Ministros recebem mais que Dilma e salários superam o teto do funcionalismo

Ganhos de Miriam Belchior, do Planejamento, e Guido Mantega, da Fazenda, chegam a R$ 43.202,58

FÁBIO FABRINI E ALANA RIZZO, Agência Estado

27 Junho 2012 | 23h15

A divulgação dos salários do Executivo mostrou a presidente Dilma Rousseff atrás no ranking dos maiores contracheques da Esplanada. Os mais altos são os dos ministros do Planejamento, Miriam Belchior, e da Fazenda, Guido Mantega, que receberam R$ 43.202,58 graças a jetons pagos pela participação em conselhos da Petrobras (R$ 8.232,74) e da Petrobras Distribuidora (R$ 8.246,71). Com as deduções de Previdência e Imposto de Renda (IR), o salário líquido de cada um foi de R$ 36.297,94.

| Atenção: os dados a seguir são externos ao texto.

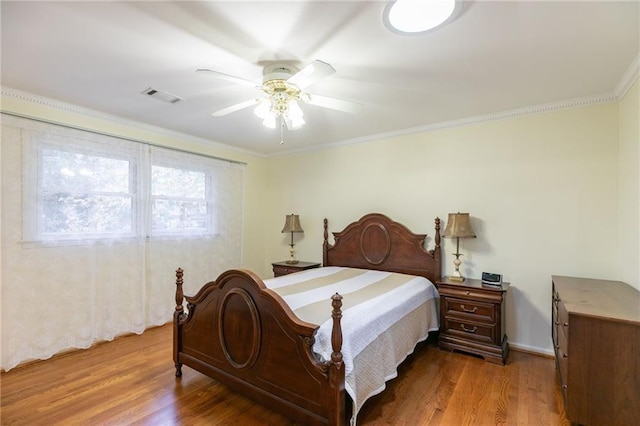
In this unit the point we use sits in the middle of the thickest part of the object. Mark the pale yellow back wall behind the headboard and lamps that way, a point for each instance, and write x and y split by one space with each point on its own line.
541 191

Os valores excedem o teto do funcionalismo, de R$ 26.723,13, valor recebido pela presidente Dilma conforme seu último contracheque. Com os descontos, ela obteve R$ 19.818,49. Outros nove ministros ganharam mais que a presidente, a exemplo de Tereza Campello (Desenvolvimento Social), que auferiu R$ 24.571,39 líquidos, graças a jetom da Petrobras Biocombustível de R$ 4.752,90; e Wagner Bittencourt (Aviação Civil), que ganhou R$ 24.054,49 com os R$ 4.145,49 referentes à participação em reuniões de conselho da Eletrobras. Os jetons têm sido usados com frequência como instrumentos para turbinar os salários do primeiro escalão do governo.

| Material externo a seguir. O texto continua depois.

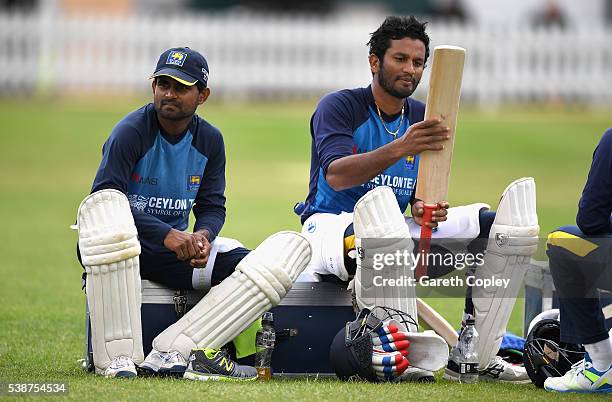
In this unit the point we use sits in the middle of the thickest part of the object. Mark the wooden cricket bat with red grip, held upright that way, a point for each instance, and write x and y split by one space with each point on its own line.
434 166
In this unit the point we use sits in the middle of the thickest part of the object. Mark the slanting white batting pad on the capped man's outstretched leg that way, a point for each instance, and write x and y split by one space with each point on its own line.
259 283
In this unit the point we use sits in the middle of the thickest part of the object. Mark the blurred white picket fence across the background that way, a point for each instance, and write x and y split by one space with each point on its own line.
298 56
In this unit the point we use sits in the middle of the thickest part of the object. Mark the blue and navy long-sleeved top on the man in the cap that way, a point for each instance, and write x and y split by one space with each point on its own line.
165 176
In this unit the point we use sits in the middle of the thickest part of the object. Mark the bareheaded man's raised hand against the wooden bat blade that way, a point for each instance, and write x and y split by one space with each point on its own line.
427 135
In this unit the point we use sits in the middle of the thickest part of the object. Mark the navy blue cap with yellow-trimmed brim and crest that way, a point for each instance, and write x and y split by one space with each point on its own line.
185 65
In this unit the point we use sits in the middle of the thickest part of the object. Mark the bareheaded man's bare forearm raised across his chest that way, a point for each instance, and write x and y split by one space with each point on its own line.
354 170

A divulgação dos salários atende à Lei de Acesso à Informação, que entrou em vigor no mês passado e determina a abertura dos dados. As remunerações, apresentadas no Portal da Transparência (www.portaldatransparencia.gov.br), se referem à folha de pagamentos de maio. Os governo federal divulgou na internet os salários da presidente, seus ministros e mais de 40 mil servidores públicos federais.

Os valores recebidos por pelo menos dez ministros não estão disponíveis. Segundo a Controladoria Geral da União (CGU), responsável pelo sistema, eles recebem pelos órgãos de origem, aos quais cabe informar os valores. A maioria se licenciou do Senado para assumir vaga na Esplanada, como Gleisi Hoffmann (Casa Civil) e Edison Lobão (Minas e Energia).